2.) A Cloth Diaper Can Take You From the Hospital to Potty Training. The one size diapers offered by Bum Genius, Kanga Care and Charlie Banana are adjustable so you don’t need to continuously buy new cloth diaper sizes. Buy diapers once and you’re done! It is suggested that you purchase 24 cloth diapers if you would like to cloth diaper full-time (if you want to do a wash every other day. Note: Leave a maximum of no more than 3 days between washes).
3.) Save Money. You can save approximately $1500 over disposables when cloth diapering full-time. Woah!
4.) Save the Environment. Prevent 1 ton of landfill waste. Also, when you are done cloth diapering, you can donate to a cloth diaper bank to help a family in need. Visit www.cottonbabieslove.com to learn more about this program.
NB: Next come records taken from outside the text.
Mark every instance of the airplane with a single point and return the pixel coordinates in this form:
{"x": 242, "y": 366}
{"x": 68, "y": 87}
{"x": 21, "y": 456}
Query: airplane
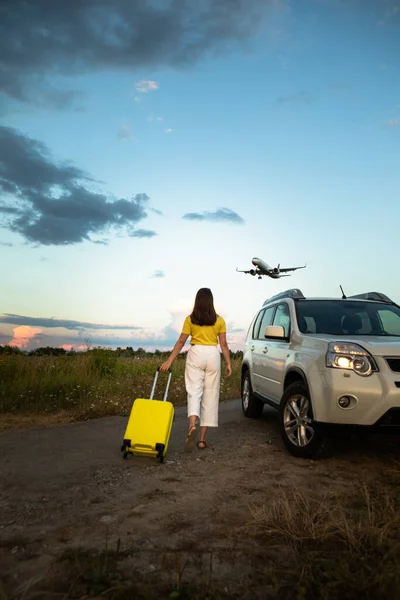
{"x": 263, "y": 269}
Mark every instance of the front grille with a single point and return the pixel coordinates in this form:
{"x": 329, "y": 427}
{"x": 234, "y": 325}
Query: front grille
{"x": 394, "y": 364}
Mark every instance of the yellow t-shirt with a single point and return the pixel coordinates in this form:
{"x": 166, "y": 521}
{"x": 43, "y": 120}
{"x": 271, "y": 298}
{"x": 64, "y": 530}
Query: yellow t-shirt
{"x": 205, "y": 335}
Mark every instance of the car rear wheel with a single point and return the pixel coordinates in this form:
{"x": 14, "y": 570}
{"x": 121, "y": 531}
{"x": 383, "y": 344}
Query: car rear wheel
{"x": 298, "y": 430}
{"x": 252, "y": 407}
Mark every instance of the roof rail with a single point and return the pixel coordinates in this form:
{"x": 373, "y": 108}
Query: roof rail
{"x": 373, "y": 296}
{"x": 293, "y": 293}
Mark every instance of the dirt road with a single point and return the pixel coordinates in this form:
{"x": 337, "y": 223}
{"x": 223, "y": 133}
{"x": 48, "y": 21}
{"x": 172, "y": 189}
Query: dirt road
{"x": 67, "y": 487}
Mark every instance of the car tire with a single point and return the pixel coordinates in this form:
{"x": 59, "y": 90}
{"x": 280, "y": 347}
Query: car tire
{"x": 252, "y": 407}
{"x": 299, "y": 432}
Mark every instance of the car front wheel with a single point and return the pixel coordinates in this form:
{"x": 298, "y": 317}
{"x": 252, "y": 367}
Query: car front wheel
{"x": 298, "y": 430}
{"x": 252, "y": 407}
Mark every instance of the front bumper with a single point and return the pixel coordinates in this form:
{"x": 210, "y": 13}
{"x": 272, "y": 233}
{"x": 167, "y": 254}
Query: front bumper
{"x": 376, "y": 398}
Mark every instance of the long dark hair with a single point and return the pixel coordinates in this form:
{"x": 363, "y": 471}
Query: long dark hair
{"x": 203, "y": 311}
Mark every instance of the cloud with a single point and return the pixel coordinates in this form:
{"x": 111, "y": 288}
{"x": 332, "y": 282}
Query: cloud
{"x": 50, "y": 323}
{"x": 143, "y": 233}
{"x": 297, "y": 98}
{"x": 44, "y": 39}
{"x": 220, "y": 215}
{"x": 145, "y": 86}
{"x": 25, "y": 336}
{"x": 56, "y": 203}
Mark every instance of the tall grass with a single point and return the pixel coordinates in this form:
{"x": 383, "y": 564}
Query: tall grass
{"x": 95, "y": 383}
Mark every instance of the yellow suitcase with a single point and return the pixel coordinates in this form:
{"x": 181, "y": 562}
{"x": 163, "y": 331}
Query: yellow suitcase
{"x": 149, "y": 425}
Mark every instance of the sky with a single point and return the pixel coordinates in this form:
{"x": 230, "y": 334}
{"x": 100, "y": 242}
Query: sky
{"x": 150, "y": 148}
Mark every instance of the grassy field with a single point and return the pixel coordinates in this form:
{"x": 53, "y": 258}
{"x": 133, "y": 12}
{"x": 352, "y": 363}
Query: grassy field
{"x": 92, "y": 384}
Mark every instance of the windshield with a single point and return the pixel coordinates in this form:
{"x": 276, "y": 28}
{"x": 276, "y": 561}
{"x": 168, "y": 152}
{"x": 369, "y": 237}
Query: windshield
{"x": 341, "y": 317}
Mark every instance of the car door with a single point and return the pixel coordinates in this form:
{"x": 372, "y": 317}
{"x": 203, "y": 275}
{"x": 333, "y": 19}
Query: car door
{"x": 277, "y": 351}
{"x": 260, "y": 356}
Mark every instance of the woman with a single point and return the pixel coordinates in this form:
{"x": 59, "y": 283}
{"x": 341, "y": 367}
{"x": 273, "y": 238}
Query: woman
{"x": 203, "y": 365}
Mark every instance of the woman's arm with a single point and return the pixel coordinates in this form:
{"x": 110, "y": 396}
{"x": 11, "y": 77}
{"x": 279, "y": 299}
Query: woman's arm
{"x": 225, "y": 351}
{"x": 177, "y": 348}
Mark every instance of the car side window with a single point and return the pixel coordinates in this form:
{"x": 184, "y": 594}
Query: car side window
{"x": 256, "y": 326}
{"x": 282, "y": 317}
{"x": 266, "y": 320}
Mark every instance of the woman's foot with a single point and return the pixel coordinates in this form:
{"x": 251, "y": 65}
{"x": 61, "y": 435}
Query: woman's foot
{"x": 191, "y": 439}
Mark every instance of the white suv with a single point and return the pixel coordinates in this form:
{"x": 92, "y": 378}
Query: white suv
{"x": 323, "y": 362}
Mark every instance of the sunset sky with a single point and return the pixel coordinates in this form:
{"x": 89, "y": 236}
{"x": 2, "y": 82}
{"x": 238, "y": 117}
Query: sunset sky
{"x": 148, "y": 148}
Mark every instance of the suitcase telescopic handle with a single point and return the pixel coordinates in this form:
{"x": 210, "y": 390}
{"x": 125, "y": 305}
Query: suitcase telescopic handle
{"x": 155, "y": 383}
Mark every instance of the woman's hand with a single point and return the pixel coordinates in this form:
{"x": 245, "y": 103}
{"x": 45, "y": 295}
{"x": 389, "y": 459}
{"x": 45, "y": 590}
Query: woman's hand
{"x": 165, "y": 366}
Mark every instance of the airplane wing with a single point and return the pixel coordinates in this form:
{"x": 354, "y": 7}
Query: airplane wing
{"x": 291, "y": 269}
{"x": 252, "y": 272}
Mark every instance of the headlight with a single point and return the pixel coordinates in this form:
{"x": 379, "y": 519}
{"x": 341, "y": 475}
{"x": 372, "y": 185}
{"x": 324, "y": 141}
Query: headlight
{"x": 352, "y": 357}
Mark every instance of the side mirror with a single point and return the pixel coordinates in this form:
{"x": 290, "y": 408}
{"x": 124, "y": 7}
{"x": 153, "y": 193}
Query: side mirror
{"x": 275, "y": 331}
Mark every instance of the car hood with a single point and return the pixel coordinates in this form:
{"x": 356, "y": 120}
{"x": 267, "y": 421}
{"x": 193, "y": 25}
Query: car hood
{"x": 376, "y": 345}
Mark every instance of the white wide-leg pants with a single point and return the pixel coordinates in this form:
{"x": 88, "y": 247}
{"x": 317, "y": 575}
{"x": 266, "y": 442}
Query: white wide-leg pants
{"x": 202, "y": 380}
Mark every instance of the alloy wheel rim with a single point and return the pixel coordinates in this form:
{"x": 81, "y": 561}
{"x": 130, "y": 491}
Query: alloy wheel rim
{"x": 297, "y": 421}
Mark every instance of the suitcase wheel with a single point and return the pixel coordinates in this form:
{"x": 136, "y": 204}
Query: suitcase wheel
{"x": 160, "y": 452}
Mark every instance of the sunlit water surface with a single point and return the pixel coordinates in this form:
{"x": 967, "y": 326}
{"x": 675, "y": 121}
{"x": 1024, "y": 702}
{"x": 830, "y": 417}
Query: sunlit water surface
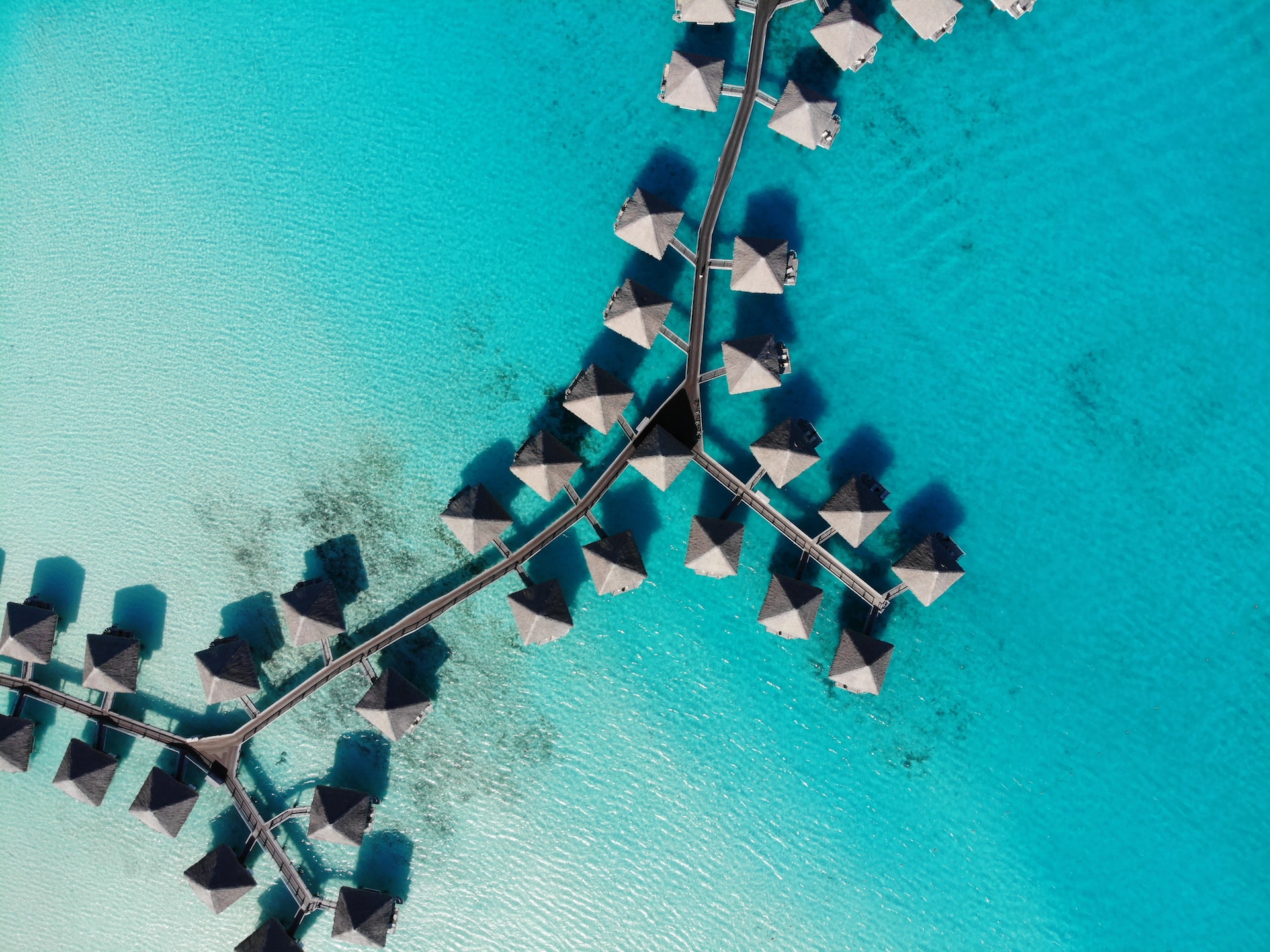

5.) Natural on Baby. Avoid harmful chemicals found in disposables and help prevent diaper rash with more natural and breathable fibers.
Here are my picks for my favorite cloth diapers:
Most Comfortable Pick: KangaCare EcoPosh
This is the ultimate luxury for your little one’s bum made using organic bamboo velour to create a plush feel against their delicate skin. Can they make these in women’s underwear?! 🙂
Most Convenient Pick: Bum Genius Freetime All-in-One Diaper
This all-in-one diaper equals less time diapering with overlapping semi-attached, stay-dry inserts to adjust absorbency. This diaper has an extra layer of microfiber sewn into the shell, a waterproof outer cover to prevent leaks with accessible, replaceable, gentle elastic. Super easy!
Most Stylish Pick: Charlie Banana One Size Diaper
Beyond being a great disposable diaper, the patterns offered by Charlie Banana are so cute! They have everything from soccer ball prints to polar bears and humorous expressions. You’ll have a hard time choosing!